Having open, honest conversations at the right time matters. When significant events happen – globally or within your own organisation – your team are affected. Proactive communication helps people feel supported and creates space for reflection, empathy, and action.

Bring the right voices into the room

Involving senior leaders, subject matter experts, and individuals who can influence others ensures conversations lead to action. To create meaningful change, the right people need to be in the room – especially those with the authority to make decisions.

Prioritise active listening

Sometimes the most powerful part of a conversation is the silence. Good communication isn’t just about what you say – it’s also about how well you listen. Give people space to think. Avoid jumping in with answers. Create opportunities for reflection and let quieter voices be heard.

Choose your channels carefully

Communication isn’t one-size-fits-all. Consider how best to reach your audience – whether it’s workshops, one-to-ones, shared documents, or live conversations. Be thoughtful about the tools and platforms you use.

Keep your messaging clear and constructive

Whether you’re talking about policy change, allyship or team culture, everyone should leave the conversation knowing what comes next.
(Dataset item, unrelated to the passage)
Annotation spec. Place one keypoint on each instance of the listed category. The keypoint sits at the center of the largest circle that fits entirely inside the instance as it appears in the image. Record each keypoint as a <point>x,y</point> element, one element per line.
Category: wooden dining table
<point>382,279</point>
Avoid jargon, lead with clear questions and make sure conversations end with actions.

Maintain respect

Respect should sit at the heart of every conversation. Even when opinions differ, it’s possible to challenge constructively and keep doors open. Communication that focuses on shared goals, solutions and unity is far more effective than blame or defensiveness.

Communication shapes inclusion

Words matter, so when language is restricted or policed, the impact can be exclusion, disconnection, and fractured identities. In many workplaces, race is still seen as too complex or risky to talk about – leading to silence, self-censorship, and missed opportunities to understand each other.

Communication done well, though, can flip that script. It can become a tool for liberation – making space for lived experiences, validating identity, and giving employees permission to bring their full selves to work. Inclusion doesn’t come from silence, it comes from stories, language, and meaningful dialogue.

Telling isn’t enough

Workplace communication often defaults to telling – issuing updates, sharing top-down messaging, or rolling out policies. But simply telling people what to do or believe isn’t enough to create change. It can even do more harm than good if it overlooks how people are really feeling.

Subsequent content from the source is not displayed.